Representation of behaviorally relevant thermosensory information in the AFD neurons. A, Approximately 40 s of data showing the ratiometric emission signal of a worm moving slantwise on a spatial thermal gradient, with intracellular calcium transients phase-locked to rhythm of the undulatory gait. Left, The color and position of each data point represent the ratiometric emission signal and position of the AFD thermosensory neuron of the moving worm. Right, The temperature at the worm's head and the ratiometric emission signal are plotted over time. B, Ratiometric emission signals are plotted as a function of instantaneous heading with respect to the direction of the spatial thermal gradient for all worms cultivated at 20°C navigating at T > T*_AFD (n = 58; right) and at T < T*_AFD (n = 19; left). The distance from the center of each scatter plot indicates the magnitude of the measured ratiometric emission signal; the angular position represents instantaneous worm heading with respect to the direction of the spatial thermal gradient.

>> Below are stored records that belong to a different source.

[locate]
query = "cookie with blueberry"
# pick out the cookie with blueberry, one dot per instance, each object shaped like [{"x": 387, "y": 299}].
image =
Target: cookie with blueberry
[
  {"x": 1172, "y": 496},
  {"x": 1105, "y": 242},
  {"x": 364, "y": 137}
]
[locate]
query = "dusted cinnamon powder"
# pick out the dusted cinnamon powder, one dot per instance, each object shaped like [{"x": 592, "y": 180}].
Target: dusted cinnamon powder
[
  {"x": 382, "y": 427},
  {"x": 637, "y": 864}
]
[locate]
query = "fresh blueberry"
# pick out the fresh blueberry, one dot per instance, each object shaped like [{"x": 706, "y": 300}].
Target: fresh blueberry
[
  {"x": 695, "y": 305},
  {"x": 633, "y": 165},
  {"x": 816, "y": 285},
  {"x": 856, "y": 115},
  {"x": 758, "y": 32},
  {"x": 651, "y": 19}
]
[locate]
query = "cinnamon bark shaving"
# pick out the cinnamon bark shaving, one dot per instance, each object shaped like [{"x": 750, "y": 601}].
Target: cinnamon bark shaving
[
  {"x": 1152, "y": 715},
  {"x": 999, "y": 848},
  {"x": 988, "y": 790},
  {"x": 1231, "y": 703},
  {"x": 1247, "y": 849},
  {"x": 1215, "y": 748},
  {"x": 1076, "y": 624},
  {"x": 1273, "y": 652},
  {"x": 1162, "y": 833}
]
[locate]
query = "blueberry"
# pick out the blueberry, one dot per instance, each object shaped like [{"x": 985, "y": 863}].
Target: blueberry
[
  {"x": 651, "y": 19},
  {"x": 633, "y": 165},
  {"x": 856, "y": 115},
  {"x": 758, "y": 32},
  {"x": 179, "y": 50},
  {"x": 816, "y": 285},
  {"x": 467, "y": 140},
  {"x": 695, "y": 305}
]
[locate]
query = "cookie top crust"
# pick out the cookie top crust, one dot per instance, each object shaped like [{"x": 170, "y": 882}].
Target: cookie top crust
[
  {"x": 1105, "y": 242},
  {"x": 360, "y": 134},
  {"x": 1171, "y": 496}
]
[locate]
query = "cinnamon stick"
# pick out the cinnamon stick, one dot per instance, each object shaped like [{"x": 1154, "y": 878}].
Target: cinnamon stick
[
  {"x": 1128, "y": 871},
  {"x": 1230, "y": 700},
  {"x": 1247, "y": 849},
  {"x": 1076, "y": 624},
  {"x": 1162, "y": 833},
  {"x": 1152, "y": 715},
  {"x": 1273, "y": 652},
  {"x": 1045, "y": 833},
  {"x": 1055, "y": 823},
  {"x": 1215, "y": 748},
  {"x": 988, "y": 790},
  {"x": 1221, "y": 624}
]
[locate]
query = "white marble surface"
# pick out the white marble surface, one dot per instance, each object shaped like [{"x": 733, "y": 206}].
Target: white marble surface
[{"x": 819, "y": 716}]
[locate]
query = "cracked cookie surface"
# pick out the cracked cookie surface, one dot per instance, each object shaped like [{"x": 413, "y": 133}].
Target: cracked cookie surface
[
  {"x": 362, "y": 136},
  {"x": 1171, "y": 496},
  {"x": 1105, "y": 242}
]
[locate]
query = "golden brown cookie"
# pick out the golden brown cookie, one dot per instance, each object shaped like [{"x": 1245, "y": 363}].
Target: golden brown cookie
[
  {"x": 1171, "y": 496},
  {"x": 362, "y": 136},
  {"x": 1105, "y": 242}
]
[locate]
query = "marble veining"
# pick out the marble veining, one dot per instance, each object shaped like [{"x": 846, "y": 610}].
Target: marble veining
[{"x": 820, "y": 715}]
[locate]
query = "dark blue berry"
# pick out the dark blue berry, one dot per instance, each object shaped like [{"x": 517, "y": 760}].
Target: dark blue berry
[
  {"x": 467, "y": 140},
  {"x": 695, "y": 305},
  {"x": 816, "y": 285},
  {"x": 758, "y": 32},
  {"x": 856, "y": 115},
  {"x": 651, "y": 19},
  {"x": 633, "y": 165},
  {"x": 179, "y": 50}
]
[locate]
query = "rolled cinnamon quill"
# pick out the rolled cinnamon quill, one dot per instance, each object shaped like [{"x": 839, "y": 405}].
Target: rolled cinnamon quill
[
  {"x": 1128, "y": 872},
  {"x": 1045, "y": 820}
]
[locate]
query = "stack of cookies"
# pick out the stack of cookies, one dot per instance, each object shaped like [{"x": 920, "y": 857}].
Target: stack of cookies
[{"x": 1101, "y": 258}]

C, The distribution of measured ratiometric emission signals for each heading angle is shown by plotting every 10th percentile of measured values, from the 10th to 90th percentiles, both above and below T*_AFD. The bottom panel shows behavioral measurements indicating the worm's reorientation probability as a function of worm heading on a spatial thermal gradient, both at temperatures above and below the previous cultivation temperature [what we call the thermotactic set point or T_S (Biron et al., 2006)]. Error bars indicate 1 SEM. D, Using all measurements of worms navigating temperatures above T*_AFD, we plot the relative likelihood that the worm has a particular heading conditioned on the measurement of a specific value of the ratiometric emission signal. Headings are indicated by gray scale (see legend to the left).